R/dhpd.r
In evmix: Extreme Value Mixture Modelling, Threshold Estimation and Boundary Corrected Kernel Density Estimation

Documented in dhpd phpd qhpd rhpd

#' @name hpd
#' 
#' @title Hybrid Pareto Extreme Value Mixture Model
#'
#' @description Density, cumulative distribution function, quantile function and
#'   random number generation for the hybrid Pareto extreme value mixture model.
#'   The parameters are the normal mean \code{nmean} and standard deviation \code{nsd} and 
#'   GPD shape \code{xi}.  
#'
#' @inheritParams normgpd
#' @inheritParams gpd
#' 
#' @details Extreme value mixture model combining normal distribution for the bulk
#' below the threshold and GPD for upper tail which is continuous in its zeroth and
#' first derivative at the threshold. 
#' 
#' But it has one important difference to all the other mixture models. The
#' hybrid Pareto does not include the usual tail fraction \code{phiu} scaling, 
#' i.e. so the GPD is not treated as a conditional model for the exceedances. 

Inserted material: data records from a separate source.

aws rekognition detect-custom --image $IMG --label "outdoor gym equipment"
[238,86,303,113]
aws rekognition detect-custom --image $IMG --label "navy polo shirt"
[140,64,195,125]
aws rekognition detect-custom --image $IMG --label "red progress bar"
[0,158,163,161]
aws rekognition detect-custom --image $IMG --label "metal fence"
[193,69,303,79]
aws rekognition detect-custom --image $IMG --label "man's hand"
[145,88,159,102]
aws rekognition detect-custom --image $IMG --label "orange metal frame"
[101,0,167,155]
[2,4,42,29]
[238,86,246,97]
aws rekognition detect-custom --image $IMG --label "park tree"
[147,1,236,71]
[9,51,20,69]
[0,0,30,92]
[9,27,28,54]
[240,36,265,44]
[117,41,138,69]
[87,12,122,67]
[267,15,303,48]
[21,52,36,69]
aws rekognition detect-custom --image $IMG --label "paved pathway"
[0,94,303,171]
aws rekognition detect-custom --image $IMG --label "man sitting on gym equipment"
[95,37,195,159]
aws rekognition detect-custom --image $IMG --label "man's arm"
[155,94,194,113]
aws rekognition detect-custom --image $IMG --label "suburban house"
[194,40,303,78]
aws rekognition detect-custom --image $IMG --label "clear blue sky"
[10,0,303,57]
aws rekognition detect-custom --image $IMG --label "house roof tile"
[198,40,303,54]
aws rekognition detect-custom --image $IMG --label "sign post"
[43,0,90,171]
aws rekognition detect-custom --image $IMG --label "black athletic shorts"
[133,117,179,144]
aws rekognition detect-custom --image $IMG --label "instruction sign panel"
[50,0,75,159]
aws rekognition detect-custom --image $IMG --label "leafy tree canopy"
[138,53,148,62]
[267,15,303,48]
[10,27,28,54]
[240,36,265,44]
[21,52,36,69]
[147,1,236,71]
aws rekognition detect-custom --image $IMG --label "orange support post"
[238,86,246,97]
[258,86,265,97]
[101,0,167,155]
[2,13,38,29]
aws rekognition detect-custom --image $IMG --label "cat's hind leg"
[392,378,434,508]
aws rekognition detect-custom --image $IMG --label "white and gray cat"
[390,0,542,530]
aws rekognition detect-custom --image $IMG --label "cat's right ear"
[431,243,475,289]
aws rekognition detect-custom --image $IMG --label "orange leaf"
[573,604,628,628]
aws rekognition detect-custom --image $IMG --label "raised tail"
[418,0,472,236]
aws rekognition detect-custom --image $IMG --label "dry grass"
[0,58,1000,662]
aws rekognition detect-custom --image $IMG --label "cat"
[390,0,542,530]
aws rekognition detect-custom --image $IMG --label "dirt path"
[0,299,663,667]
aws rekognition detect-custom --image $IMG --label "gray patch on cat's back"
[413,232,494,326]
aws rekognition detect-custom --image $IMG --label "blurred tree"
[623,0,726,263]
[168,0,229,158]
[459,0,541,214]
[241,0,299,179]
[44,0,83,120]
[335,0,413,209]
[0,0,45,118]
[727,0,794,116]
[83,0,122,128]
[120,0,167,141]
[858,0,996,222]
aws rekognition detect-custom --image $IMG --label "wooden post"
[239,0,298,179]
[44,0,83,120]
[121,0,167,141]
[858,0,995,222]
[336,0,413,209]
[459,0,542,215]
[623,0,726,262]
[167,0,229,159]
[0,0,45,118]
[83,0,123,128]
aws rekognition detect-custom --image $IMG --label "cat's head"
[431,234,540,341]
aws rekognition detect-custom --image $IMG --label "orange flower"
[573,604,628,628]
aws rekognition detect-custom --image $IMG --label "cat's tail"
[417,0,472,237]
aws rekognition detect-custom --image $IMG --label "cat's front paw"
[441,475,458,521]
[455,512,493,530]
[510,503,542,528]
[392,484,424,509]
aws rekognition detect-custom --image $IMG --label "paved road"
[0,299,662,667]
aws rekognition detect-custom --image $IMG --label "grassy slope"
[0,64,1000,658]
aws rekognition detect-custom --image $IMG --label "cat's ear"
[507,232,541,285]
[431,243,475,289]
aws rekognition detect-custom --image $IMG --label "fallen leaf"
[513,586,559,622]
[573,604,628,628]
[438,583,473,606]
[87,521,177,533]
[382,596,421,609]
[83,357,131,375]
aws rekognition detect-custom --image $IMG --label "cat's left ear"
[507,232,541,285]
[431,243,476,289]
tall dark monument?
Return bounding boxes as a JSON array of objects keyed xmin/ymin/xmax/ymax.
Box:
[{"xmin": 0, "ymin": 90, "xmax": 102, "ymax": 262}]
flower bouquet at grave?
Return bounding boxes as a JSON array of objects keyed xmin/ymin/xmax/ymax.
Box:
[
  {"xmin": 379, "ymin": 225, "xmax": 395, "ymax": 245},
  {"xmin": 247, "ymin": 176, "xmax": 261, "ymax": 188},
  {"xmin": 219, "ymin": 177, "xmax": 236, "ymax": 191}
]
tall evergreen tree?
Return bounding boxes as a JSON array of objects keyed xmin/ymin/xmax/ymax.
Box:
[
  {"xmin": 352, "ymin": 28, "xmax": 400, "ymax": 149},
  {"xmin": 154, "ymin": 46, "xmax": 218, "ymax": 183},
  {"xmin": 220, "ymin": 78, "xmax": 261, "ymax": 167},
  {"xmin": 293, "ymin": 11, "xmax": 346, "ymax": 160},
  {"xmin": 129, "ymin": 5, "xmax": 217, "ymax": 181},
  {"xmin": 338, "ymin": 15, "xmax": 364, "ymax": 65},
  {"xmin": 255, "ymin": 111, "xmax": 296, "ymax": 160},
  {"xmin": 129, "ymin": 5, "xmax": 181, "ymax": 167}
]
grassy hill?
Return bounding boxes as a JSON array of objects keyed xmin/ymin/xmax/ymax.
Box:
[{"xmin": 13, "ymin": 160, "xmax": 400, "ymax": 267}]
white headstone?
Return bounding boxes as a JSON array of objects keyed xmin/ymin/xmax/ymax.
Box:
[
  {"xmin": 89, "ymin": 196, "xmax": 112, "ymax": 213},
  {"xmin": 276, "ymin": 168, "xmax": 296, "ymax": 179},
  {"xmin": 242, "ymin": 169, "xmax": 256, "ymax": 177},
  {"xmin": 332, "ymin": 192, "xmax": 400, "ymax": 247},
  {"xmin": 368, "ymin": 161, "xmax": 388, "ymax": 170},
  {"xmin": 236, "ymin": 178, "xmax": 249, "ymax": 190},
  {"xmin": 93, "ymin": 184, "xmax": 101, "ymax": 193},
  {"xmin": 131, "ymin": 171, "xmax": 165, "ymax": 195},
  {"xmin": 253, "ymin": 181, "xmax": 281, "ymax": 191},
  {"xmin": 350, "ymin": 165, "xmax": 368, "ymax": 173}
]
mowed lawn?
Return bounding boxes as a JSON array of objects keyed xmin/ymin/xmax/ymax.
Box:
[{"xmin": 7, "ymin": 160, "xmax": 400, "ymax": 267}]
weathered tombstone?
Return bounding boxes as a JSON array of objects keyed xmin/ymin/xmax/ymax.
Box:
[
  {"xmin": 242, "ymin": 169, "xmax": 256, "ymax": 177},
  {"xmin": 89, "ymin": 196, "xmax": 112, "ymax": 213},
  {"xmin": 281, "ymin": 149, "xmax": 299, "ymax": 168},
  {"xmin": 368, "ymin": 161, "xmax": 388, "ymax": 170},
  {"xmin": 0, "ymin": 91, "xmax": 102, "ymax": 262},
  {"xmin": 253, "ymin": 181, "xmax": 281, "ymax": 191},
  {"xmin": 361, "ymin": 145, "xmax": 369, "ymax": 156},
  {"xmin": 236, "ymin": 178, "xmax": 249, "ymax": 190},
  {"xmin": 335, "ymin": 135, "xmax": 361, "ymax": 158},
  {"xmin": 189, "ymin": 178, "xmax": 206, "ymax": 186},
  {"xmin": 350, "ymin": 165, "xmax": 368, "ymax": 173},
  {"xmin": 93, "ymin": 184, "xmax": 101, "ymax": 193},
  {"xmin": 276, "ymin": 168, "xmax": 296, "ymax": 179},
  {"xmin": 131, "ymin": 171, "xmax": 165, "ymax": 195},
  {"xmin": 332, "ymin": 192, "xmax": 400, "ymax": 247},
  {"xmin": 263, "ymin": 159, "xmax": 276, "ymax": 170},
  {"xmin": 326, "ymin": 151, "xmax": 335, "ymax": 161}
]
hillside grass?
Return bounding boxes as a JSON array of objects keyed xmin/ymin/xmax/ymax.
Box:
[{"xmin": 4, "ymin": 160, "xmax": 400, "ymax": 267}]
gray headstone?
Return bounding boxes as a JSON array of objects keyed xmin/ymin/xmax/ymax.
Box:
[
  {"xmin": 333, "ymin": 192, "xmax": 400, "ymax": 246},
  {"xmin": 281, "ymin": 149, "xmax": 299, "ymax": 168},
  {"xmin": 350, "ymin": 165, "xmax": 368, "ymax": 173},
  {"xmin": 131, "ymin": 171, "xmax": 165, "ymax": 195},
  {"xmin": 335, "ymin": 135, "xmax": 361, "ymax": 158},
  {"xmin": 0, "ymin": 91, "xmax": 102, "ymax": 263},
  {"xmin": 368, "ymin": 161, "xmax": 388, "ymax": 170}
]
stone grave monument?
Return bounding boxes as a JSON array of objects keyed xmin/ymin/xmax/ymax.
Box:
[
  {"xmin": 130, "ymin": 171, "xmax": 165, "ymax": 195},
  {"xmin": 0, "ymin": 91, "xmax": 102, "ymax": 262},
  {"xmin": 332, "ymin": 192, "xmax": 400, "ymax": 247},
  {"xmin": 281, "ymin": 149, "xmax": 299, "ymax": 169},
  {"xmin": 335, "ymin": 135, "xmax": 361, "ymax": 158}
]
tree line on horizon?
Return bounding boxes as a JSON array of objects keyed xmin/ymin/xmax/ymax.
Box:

#' The unscaled GPD is simply spliced with the normal truncated at the
#' threshold, with no rescaling to account for the proportion above the
#' threshold being applied. The parameters have to adjust for the lack of tail 
#' fraction scaling.
#' 
#' The cumulative distribution function defined upto the 
#' threshold \eqn{x \le u}, given by:
#' \deqn{F(x) = H(x) / r }
#' and above the threshold \eqn{x > u}:
#' \deqn{F(x) = (H(u) +  G(x)) / r }
#' where \eqn{H(x)} and \eqn{G(X)} are the normal and conditional GPD
#' cumulative distribution functions. The normalisation constant \eqn{r} ensures a proper
#' density and is given by\code{r = 1 + pnorm(u, mean = nmean, sd = nsd)}, i.e. the 1 comes from
#' integration of the unscaled GPD and the second term is from the usual normal component.
#' 
#' The two continuity constraints leads to the threshold \code{u} and GPD scale \code{sigmau} being replaced
#' by a function of the normal mean, standard deviation and GPD shape parameters. 
#' Determined from setting \eqn{h(u) = g(u)} where \eqn{h(x)} and \eqn{g(x)} are the normal and unscaled GPD
#' density functions (i.e. \code{dnorm(u, nmean, nsd)} and
#' \code{dgpd(u, u, sigmau, xi)}). The continuity constraint on its first derivative at the threshold 
#' means that \eqn{h'(u) = g'(u)}. Then the Lambert-W function is used for replacing
#' the threshold u and GPD scale sigmau in terms of the normal mean, standard deviation
#' and GPD shape xi.
#' 
#' See \code{\link[evmix:gpd]{gpd}} for details of GPD upper tail component and 
#'\code{\link[stats:Normal]{dnorm}} for details of normal bulk component.
#' 
#' @return \code{\link[evmix:hpd]{dhpd}} gives the density, 
#' \code{\link[evmix:hpd]{phpd}} gives the cumulative distribution function,
#' \code{\link[evmix:hpd]{qhpd}} gives the quantile function and 
#' \code{\link[evmix:hpd]{rhpd}} gives a random sample.
#' 
#' @note All inputs are vectorised except \code{log} and \code{lower.tail}.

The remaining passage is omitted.